Wow, I am surprised, good and very accurate insight not a lot of people keep in the back of their mind


----------



## Maine-Marine (Mar 7, 2014)

number one thing I got from that.. DO NOT live in a city!!!!!!!!


----------



## Denton (Sep 18, 2012)

Every one of those points have been discussed, here. Every one of those points were argued and counter-argued. 

I think it would be worth a bag of popcorn to watch someone go to Selco's school and argue theory with someone who lived through it.


----------



## rstanek (Nov 9, 2012)

For many of the facts he stated is a very good reason I will be out of the city, I was born and raised in the country, therefore I would have a better chance, no guarantee, for much of what he says can apply anywhere, a good read, just that short article makes me think about somethings I didn't consider.....I will read more.


----------



## Illini Warrior (Jan 24, 2015)

One of the things I'll remember from one of Selco's earlier writings .... when the civil war started everyone scrambled - Selco and many like him traded whatever they could to get some firepower in the home - saw being able to defend themselves as Priority #1 ...

neighbor of Selco's burrowed himself into his home and lived off his resources as long as possible - never scrambled or tried to coup with the situation - finally had to come out and start learning the streets .... lasted two days and was found shot ....


----------



## 1895gunner (Sep 23, 2012)

Great read, thanks for the post & link.

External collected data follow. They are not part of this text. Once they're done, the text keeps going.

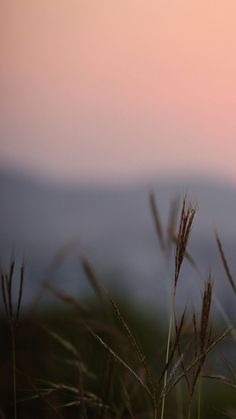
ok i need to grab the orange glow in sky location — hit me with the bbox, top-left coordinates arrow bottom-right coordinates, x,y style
1,1 -> 236,183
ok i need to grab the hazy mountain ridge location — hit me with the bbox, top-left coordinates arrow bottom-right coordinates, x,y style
1,168 -> 236,307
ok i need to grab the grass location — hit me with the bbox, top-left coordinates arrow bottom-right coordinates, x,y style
0,194 -> 236,418
1,256 -> 24,419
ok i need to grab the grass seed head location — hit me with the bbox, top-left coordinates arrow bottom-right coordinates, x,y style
174,197 -> 196,292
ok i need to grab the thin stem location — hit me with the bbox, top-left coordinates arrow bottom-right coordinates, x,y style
161,291 -> 174,419
154,405 -> 158,419
187,401 -> 192,419
176,379 -> 184,419
197,377 -> 202,419
11,325 -> 17,419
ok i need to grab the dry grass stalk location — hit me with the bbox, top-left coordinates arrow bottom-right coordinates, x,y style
170,231 -> 201,276
108,295 -> 155,392
168,223 -> 236,349
149,191 -> 165,252
187,279 -> 213,416
0,257 -> 24,419
203,374 -> 236,390
98,354 -> 114,419
174,198 -> 196,292
43,281 -> 88,315
174,309 -> 191,392
159,308 -> 186,384
161,198 -> 196,419
81,257 -> 107,305
160,326 -> 232,401
221,408 -> 236,419
120,382 -> 136,419
160,354 -> 184,399
185,278 -> 213,417
46,274 -> 158,416
215,231 -> 236,295
200,278 -> 213,353
86,325 -> 153,399
21,376 -> 105,416
167,196 -> 180,256
81,258 -> 156,397
22,375 -> 64,419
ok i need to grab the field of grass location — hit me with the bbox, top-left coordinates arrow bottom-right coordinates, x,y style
1,195 -> 236,418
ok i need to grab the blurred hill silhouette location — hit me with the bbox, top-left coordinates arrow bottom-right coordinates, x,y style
1,168 -> 236,312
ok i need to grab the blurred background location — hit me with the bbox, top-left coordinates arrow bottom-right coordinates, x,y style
1,0 -> 236,312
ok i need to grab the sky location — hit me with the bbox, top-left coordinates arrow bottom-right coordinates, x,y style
1,1 -> 236,184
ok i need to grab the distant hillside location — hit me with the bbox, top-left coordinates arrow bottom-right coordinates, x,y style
1,168 -> 236,310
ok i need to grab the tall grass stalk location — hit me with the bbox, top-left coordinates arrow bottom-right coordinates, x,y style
161,197 -> 196,419
0,258 -> 24,419
197,377 -> 202,419
11,324 -> 17,419
161,291 -> 175,419
150,192 -> 174,418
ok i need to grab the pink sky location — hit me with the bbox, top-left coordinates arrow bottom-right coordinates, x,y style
1,1 -> 236,183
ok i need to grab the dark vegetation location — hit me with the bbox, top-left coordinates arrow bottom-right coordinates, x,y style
1,195 -> 236,418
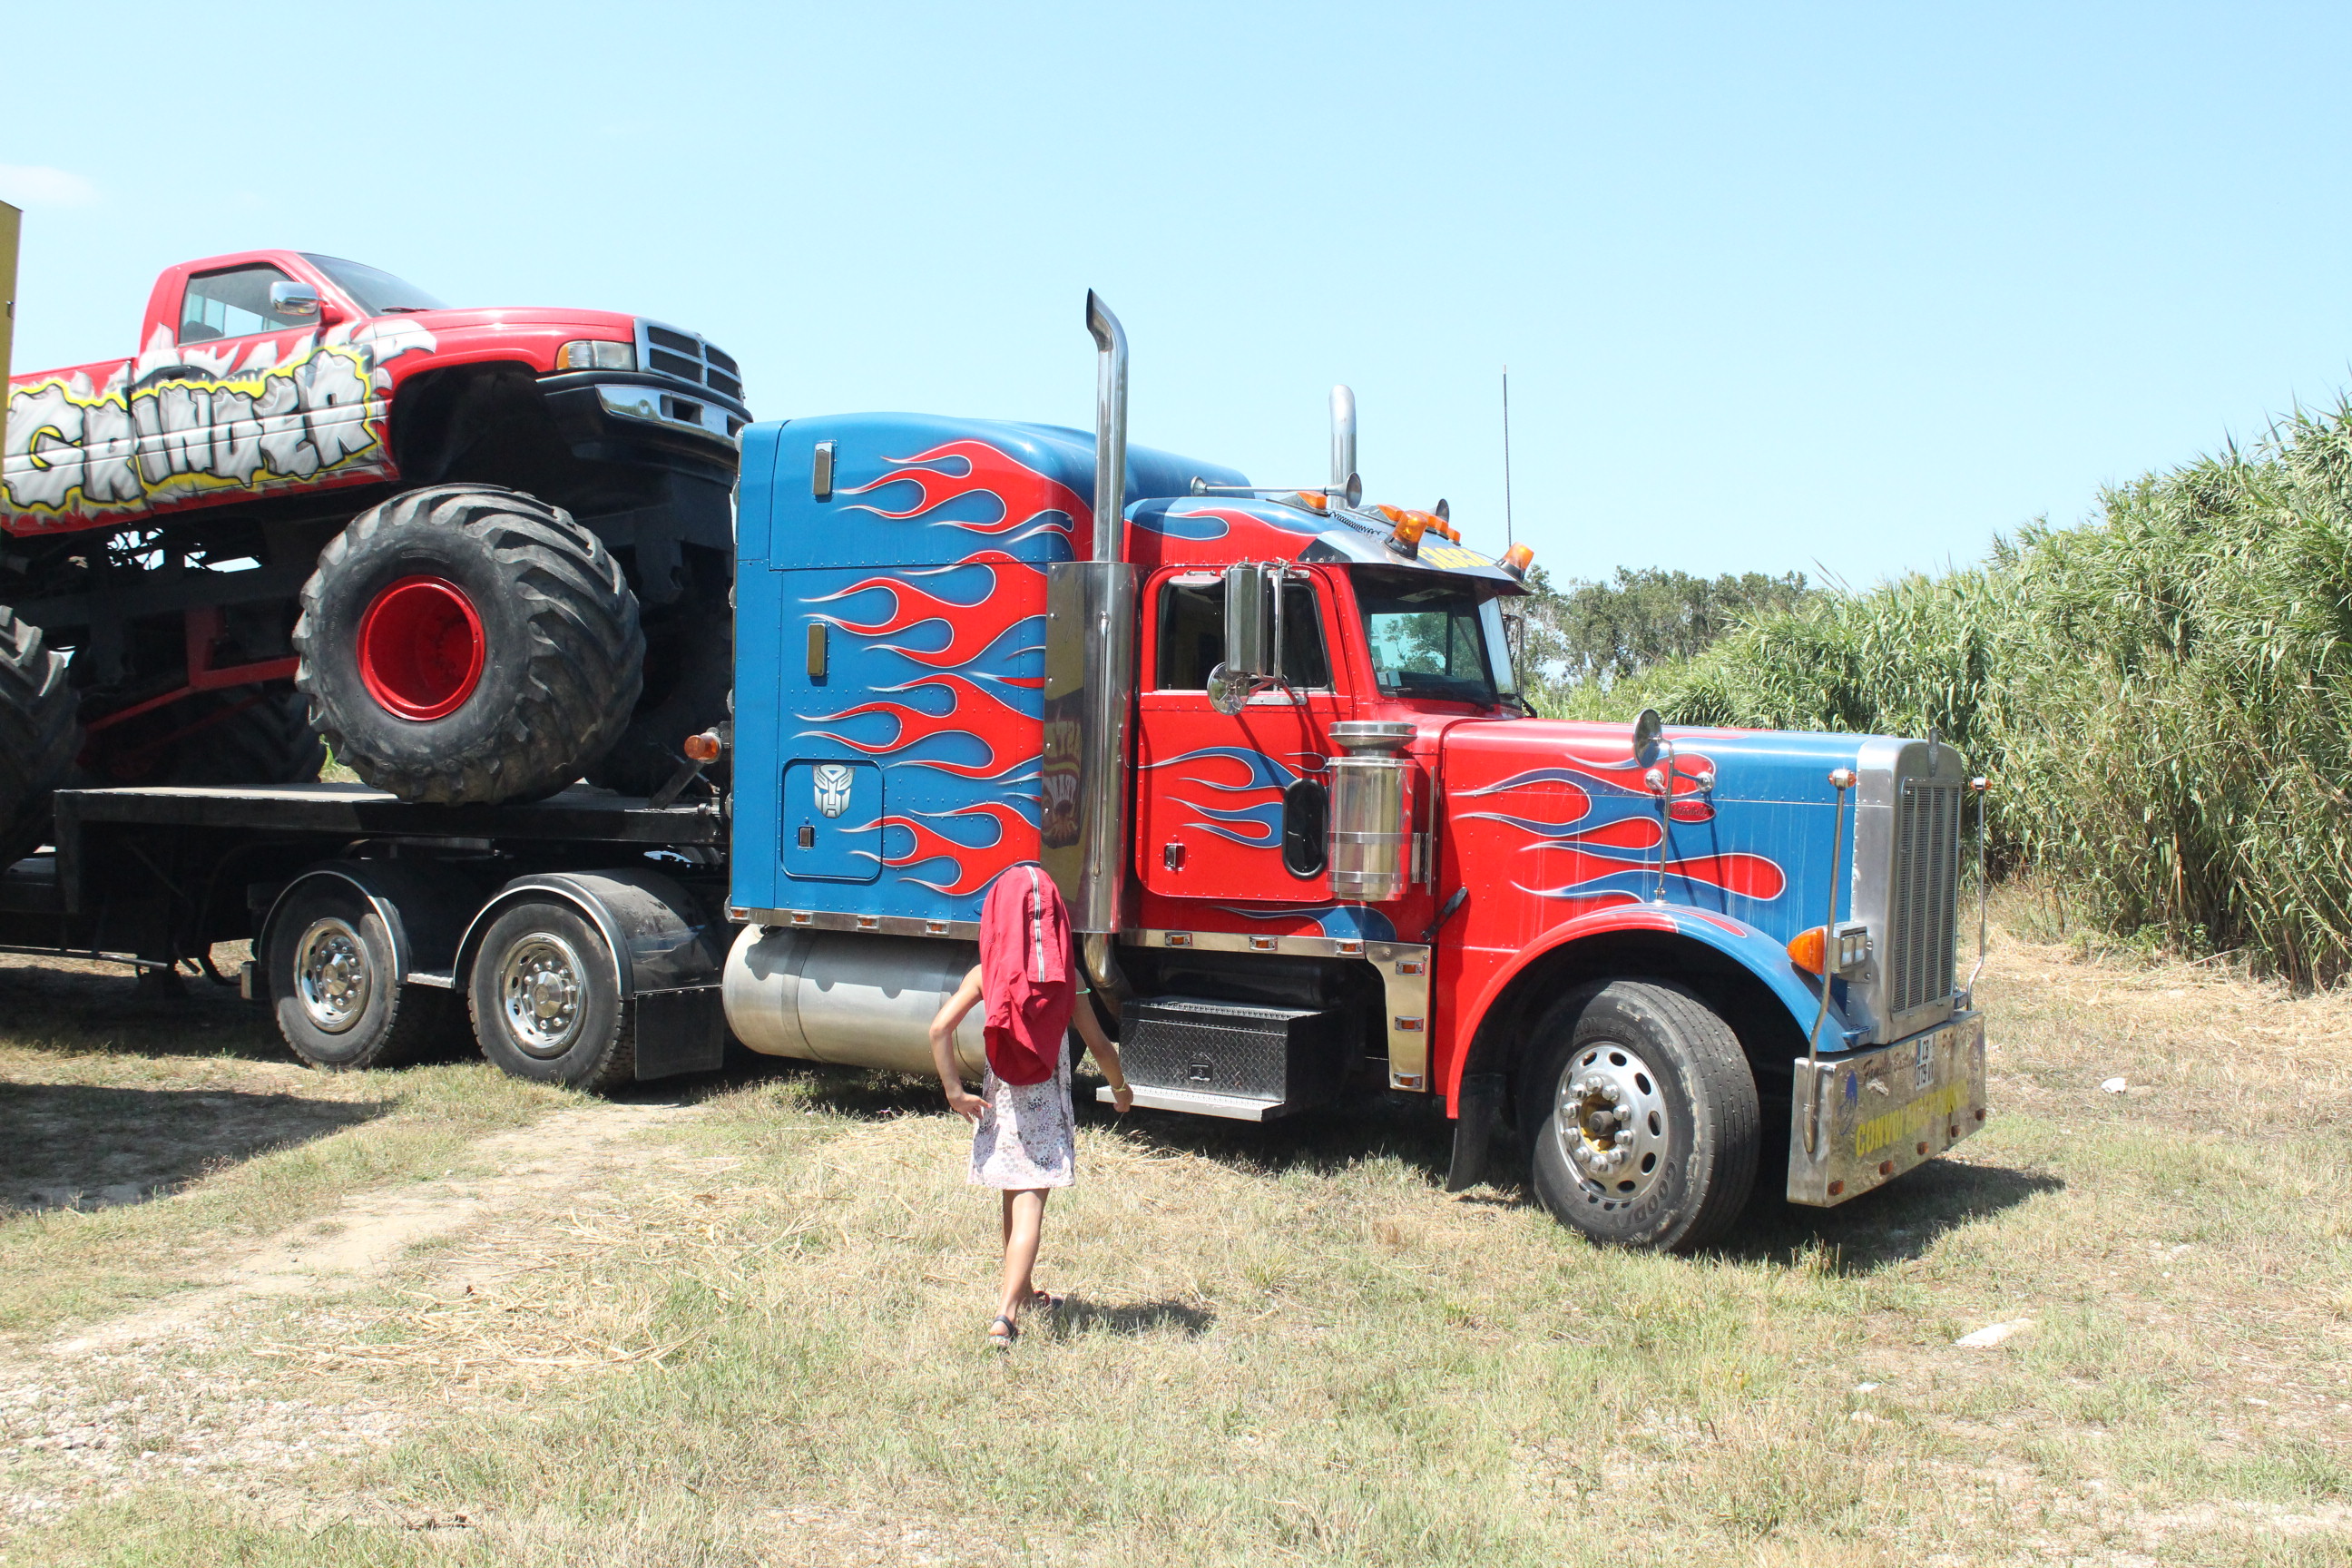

Many other subjects on his blog so I bookmarked them for later.

1895gunner


----------



## Maine-Marine (Mar 7, 2014)

rstanek said:


> For many of the facts he stated is a very good reason I will be out of the city, I was born and raised in the country, therefore I would have a better chance, no guarantee, for much of what he says can apply anywhere, a good read, just that short article makes me think about somethings I didn't consider.....I will read more.


I was in a town of about 300 on the far eastern side of Maine. I have mostly lived in areas that were less populated and non-city type areas. I would have a hard time surviving in a city because I do not have the instincts for it

however - put me in the coutry or smaller places - heck middle of the woods with an ax and a some supplies...


----------



## ReignMan (Nov 13, 2015)

Illini Warrior said:


> One of the things I'll remember from one of Selco's earlier writings .... when the civil war started everyone scrambled or tried to coup with the situation - finally had to come out and start learning the streets .... lasted two days and was found shot ....


This is a good point as those that refuse to acknowledge and adapt to reality generally don't make it in the "new normal". One of our greatest assets as a species is our adaptability.


----------



## Prepared One (Nov 5, 2014)

Excellent read. I have read a lot of his stuff and have his blog saved for updates. He has a way of bringing the realities of the situation into sharp focus.


----------



## mickbear (Aug 26, 2015)

thanks for the post, a most excellent read!


----------



## Camel923 (Aug 13, 2014)

It is always educational to hear about how to from those whom have been there and done that.


----------